Caffe source code learning — AlexNet (Caffenet.py)

Welcome to my personal blog:zengzeyu.com

preface


Source location:caffe/examples/pycaffe/caffenet.py
The source code of this file is the Caffe implementation of the classic model AlexNet. Interested friends go to read the paper:ImageNet Classification with Deep Convolutional Neural Networks.

Source code interpretation


1. Import module


from __future__ import print_function
from caffe import layers as L, params as P, to_proto
from caffe.proto import caffe_pb2

2. Define the Layer function


include: Convolution Layer, Full Connected Layer, and Pooling Layer

2.1 Convolution Layer function

def conv_relu(bottom, ks, nout, stride=1, pad=0, group=1):
    conv = L.Convolution(bottom, kernel_size=ks, stride=stride,
                                num_output=nout, pad=pad, group=group)
    return conv, L.ReLU(conv, in_place=True)

Function input

  • bottom - Input node (blob)name
  • ks - Convolution kernel size (kernel size
  • nout - Output depth size (number output
  • stride - Convolution core sliding window distance
  • pad - Add dimensions to the edges of the image, ie add a size around the image for a weekpadBlank pixel
  • group - Separate data from the number of training piles

2. Call the Caffe volume base layer generation function

  • conv = L.Convolution(bottom, kernel_size=ks, stride=stride,num_output=nout, pad=pad, group=group)

3. Return parameters

  • conv - Convolution layer configuration
  • L.ReLU(conv, in_place=True) - Data obtained by convolution of data via the ReLU activation function

2.2 Full Connected Layer

def fc_relu(bottom, nout):
    fc = L.InnerProduct(bottom, num_output=nout)
    return fc, L.ReLU(fc, in_place=True)

1. Call Caffe inner product function

  • fc = L.InnerProduct(bottom, num_output=nout)

2. Return parameters

  • fc, L.ReLU(fc, in_place=True) - Data after full join classification via ReLU function

2.3 Pooling Layer

def max_pool(bottom, ks, stride=1):
    return L.Pooling(bottom, pool=P.Pooling.MAX, kernel_size=ks, stride=stride)

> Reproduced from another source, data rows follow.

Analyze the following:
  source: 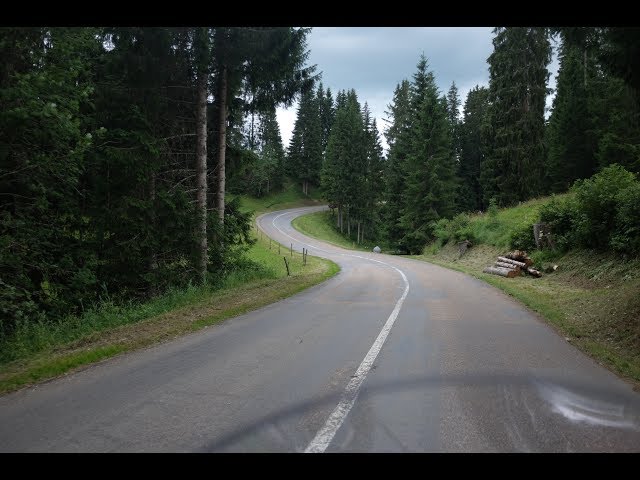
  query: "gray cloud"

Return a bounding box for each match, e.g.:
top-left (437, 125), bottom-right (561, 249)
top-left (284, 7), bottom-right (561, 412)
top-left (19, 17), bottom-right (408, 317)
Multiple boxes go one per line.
top-left (278, 27), bottom-right (557, 151)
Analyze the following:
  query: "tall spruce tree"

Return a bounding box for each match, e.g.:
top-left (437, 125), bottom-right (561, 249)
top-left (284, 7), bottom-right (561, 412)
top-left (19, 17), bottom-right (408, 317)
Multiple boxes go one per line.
top-left (400, 55), bottom-right (457, 253)
top-left (481, 27), bottom-right (551, 205)
top-left (458, 85), bottom-right (489, 212)
top-left (545, 39), bottom-right (596, 193)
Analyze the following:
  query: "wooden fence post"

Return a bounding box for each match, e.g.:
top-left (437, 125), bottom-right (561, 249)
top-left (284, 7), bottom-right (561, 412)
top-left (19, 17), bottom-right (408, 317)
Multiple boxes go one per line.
top-left (282, 257), bottom-right (291, 277)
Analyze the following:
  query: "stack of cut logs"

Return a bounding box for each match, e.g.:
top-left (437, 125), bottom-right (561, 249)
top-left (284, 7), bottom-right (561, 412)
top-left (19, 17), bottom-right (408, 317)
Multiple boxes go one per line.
top-left (483, 250), bottom-right (542, 278)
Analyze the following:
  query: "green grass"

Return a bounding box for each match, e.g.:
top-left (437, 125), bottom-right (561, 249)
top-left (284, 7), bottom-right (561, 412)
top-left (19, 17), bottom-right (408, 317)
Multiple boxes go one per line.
top-left (412, 197), bottom-right (640, 386)
top-left (291, 211), bottom-right (376, 252)
top-left (0, 184), bottom-right (339, 393)
top-left (470, 195), bottom-right (564, 248)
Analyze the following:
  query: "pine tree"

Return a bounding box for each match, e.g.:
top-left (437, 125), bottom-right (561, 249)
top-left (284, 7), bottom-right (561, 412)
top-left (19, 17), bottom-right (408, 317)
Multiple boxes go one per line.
top-left (400, 55), bottom-right (457, 253)
top-left (545, 39), bottom-right (596, 192)
top-left (458, 85), bottom-right (489, 212)
top-left (481, 27), bottom-right (551, 205)
top-left (356, 102), bottom-right (384, 243)
top-left (382, 80), bottom-right (411, 246)
top-left (316, 83), bottom-right (335, 153)
top-left (447, 82), bottom-right (461, 159)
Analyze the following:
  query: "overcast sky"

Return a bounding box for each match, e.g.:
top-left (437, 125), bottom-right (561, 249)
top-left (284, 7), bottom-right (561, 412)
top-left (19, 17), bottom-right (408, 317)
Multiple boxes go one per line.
top-left (277, 27), bottom-right (557, 152)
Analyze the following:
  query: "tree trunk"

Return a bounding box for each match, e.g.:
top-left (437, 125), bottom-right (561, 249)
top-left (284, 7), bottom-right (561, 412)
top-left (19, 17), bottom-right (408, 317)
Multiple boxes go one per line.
top-left (505, 250), bottom-right (533, 267)
top-left (525, 268), bottom-right (542, 278)
top-left (196, 62), bottom-right (207, 283)
top-left (149, 172), bottom-right (158, 296)
top-left (483, 267), bottom-right (518, 278)
top-left (217, 65), bottom-right (227, 225)
top-left (498, 257), bottom-right (527, 268)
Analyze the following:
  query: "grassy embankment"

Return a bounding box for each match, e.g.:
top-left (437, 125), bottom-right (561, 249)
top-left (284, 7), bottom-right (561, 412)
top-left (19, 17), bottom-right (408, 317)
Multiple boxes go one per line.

Call Caffe pooling layer generation function

  • L.Pooling)()
  • pool=P.Pooling.MAX - Select the MAX type for the pooling type, that is, take the maximum output in the template.

3. Define the network structure


data, label = L.Data(source=lmdb, backend=P.Data.LMDB, batch_size=batch_size, ntop=2,
        transform_param=dict(crop_size=227, mean_value=[104, 117, 123], mirror=True))

         # the net itself
    conv1, relu1 = conv_relu(data, 11, 96, stride=4)
    pool1 = max_pool(relu1, 3, stride=2)
    norm1 = L.LRN(pool1, local_size=5, alpha=1e-4, beta=0.75)
    conv2, relu2 = conv_relu(norm1, 5, 256, pad=2, group=2)
    pool2 = max_pool(relu2, 3, stride=2)
    norm2 = L.LRN(pool2, local_size=5, alpha=1e-4, beta=0.75)
    conv3, relu3 = conv_relu(norm2, 3, 384, pad=1)
    conv4, relu4 = conv_relu(relu3, 3, 384, pad=1, group=2)
    conv5, relu5 = conv_relu(relu4, 3, 256, pad=1, group=2)
    pool5 = max_pool(relu5, 3, stride=2)
    fc6, relu6 = fc_relu(pool5, 4096)
    drop6 = L.Dropout(relu6, in_place=True)
    fc7, relu7 = fc_relu(drop6, 4096)
    drop7 = L.Dropout(relu7, in_place=True)
    fc8 = L.InnerProduct(drop7, num_output=1000)
    loss = L.SoftmaxWithLoss(fc8, label)

    if include_acc:
        acc = L.Accuracy(fc8, label)
        return to_proto(loss, acc)
    else:
        return to_proto(loss)

Function input

  • lmdb - file name
  • batch_size - Number of samples entered per training
  • include_acc - Accelerate?

2. Call Caffe data layer input function (Data)
L.Data(source=lmdb, backend=P.Data.LMDB, batch_size=batch_size, ntop=2, transform_param=dict(crop_size=227, mean_value=[104, 117, 123], mirror=True))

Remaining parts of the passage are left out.